Christa Brown, senior director of Medical Impact for Heartbeat International, puts it plainly: 'Many of these women are frightened, confused, and unsure where to turn. They often are afraid that no one will believe them.'
That fear of disbelief is one of the central features of the experience. When harm is inflicted by someone trusted, and in a domain where the woman's agency is already publicly contested, she often suspects her account will be questioned or quietly dismissed. This shapes whether she speaks at all.
The grief is layered in ways standard bereavement models don't fully capture. Reproductive coercion attacks the whole person simultaneously — the body is acted upon without consent, the will is bypassed, and the woman's self-understanding as a moral agent and potential mother is undermined at the moment it mattered most. Because the loss is also the loss of a child, the grief has a specific object. The Catholic tradition does not soften this: when a woman is deceived or coerced, her body is used as an instrument, and her child is taken without her consent.
The Specific Texture of Moral Injury
Trauma researchers use the term moral injury to describe distress following not merely from danger but from a violation of one's core beliefs about how people are supposed to behave. For women coerced into abortion, this injury centers on trust. She trusted him. She trusted that her body would not be used against her. She trusted that her desire to continue the pregnancy would be honored. Each trust was broken — intimately.
Therapeutic accompaniment that misses this dimension will miss what is actually wrong. It is not enough to address pregnancy loss grief, though that grief is real. It is not enough to address intimate partner violence dynamics, though those are present too. The woman is grieving a child, a relationship, and a version of herself — the self who believed she was safe — all at once.
What Accompaniment Actually Looks Like
The word accompaniment in Catholic pastoral theology describes a presence that does not rush toward resolution. For women who have been coerced, this means several practical things.

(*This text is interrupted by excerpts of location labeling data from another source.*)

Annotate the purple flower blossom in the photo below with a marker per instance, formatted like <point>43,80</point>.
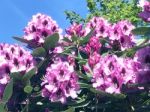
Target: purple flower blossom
<point>60,82</point>
<point>13,59</point>
<point>121,33</point>
<point>101,27</point>
<point>143,56</point>
<point>145,14</point>
<point>112,72</point>
<point>75,29</point>
<point>39,28</point>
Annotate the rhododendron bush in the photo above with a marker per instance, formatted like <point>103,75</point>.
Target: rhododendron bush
<point>95,67</point>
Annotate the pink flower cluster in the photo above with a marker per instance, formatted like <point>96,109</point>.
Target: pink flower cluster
<point>13,59</point>
<point>100,25</point>
<point>39,28</point>
<point>143,56</point>
<point>112,72</point>
<point>120,33</point>
<point>75,29</point>
<point>60,82</point>
<point>145,14</point>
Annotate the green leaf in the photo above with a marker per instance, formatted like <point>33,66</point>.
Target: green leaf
<point>8,91</point>
<point>71,109</point>
<point>2,109</point>
<point>85,39</point>
<point>28,89</point>
<point>141,31</point>
<point>51,41</point>
<point>66,39</point>
<point>21,40</point>
<point>104,94</point>
<point>74,38</point>
<point>29,75</point>
<point>16,76</point>
<point>39,52</point>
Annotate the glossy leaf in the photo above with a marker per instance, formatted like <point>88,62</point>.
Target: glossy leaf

Hold the ambivalence. She may still love the man who harmed her. She may be angry, grief-stricken, and confused in the same session. Accompaniment does not ask her to resolve this prematurely. Pressure toward closure — 'you need to forgive yourself,' 'you need to move on' — forecloses the process it claims to support.
Take the coercion seriously as the primary event. There is a temptation to collapse this into a general post-abortion healing framework. That framework is insufficient here. She did not choose this. Beginning with that fact — and returning to it — keeps the accompaniment honest.

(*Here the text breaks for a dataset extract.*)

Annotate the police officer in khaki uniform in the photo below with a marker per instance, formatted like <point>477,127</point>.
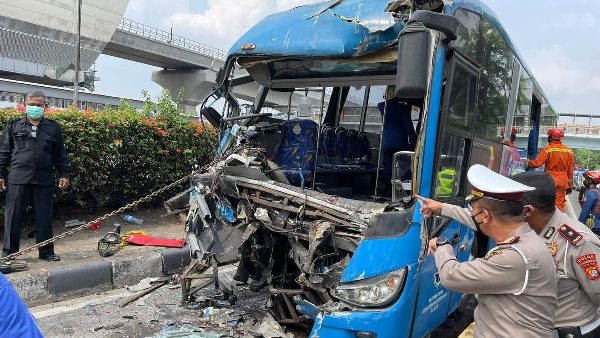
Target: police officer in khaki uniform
<point>576,252</point>
<point>516,281</point>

Don't defer the spiritual dimension. Questions about the status of the child, about whether God is present in this suffering, about what forgiveness means when the wrongdoer is the other person — these are often the center of the experience, not peripheral concerns to address after the clinical work is done.

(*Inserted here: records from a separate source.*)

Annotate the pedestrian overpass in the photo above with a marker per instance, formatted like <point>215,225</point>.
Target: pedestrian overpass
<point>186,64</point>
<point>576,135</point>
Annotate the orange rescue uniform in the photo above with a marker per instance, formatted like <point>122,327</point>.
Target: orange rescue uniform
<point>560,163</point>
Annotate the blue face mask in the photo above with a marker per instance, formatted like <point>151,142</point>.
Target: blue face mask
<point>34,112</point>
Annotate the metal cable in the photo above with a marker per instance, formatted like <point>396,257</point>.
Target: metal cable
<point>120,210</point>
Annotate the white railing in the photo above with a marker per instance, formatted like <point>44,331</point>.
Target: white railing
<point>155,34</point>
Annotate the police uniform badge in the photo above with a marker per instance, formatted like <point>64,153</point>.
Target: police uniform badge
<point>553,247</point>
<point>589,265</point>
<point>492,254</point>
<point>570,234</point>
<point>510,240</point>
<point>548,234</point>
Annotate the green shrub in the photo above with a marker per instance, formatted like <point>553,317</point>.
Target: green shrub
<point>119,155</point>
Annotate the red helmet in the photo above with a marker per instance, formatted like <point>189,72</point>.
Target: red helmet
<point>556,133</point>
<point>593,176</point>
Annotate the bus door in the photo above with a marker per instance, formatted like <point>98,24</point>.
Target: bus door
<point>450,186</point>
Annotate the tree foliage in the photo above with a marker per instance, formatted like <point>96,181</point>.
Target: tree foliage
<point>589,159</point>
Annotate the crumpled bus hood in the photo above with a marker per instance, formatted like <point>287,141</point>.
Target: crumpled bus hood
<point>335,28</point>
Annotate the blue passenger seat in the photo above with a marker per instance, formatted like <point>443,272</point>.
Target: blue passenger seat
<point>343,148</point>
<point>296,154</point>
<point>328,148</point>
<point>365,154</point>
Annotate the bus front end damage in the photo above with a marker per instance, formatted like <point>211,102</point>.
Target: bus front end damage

Be willing to name what happened. Not diagnose it for her — but when she names it, confirm it. 'Yes, what he did was a violation. Yes, your grief is real. Yes, you are not alone.' That confirmation is not technique. It is the basic act of witness that makes trust possible.
Finding Her
Because many women never report what happened, they often arrive in care settings without having named the coercion at all. Clinicians and pastoral counselors working with women who have experienced ambiguous pregnancy loss — particularly in relationships marked by control — may be accompanying a coercion survivor without either party having identified it.
Pregnancy help centers affiliated with Heartbeat International are increasingly training staff to recognize signs of coercion and to ask directly: 'Is this pregnancy ending because you want it to, or because someone is pressuring you?' For a woman who hasn't yet found language for what is happening, that question can be the first time anyone has treated her experience as a possibility worth taking seriously.
The women Christa Brown describes — frightened, confused, afraid no one will believe them — are not asking for a theological position on abortion. They are asking for someone who will stay in the room long enough to hear what actually happened. That is where the work begins.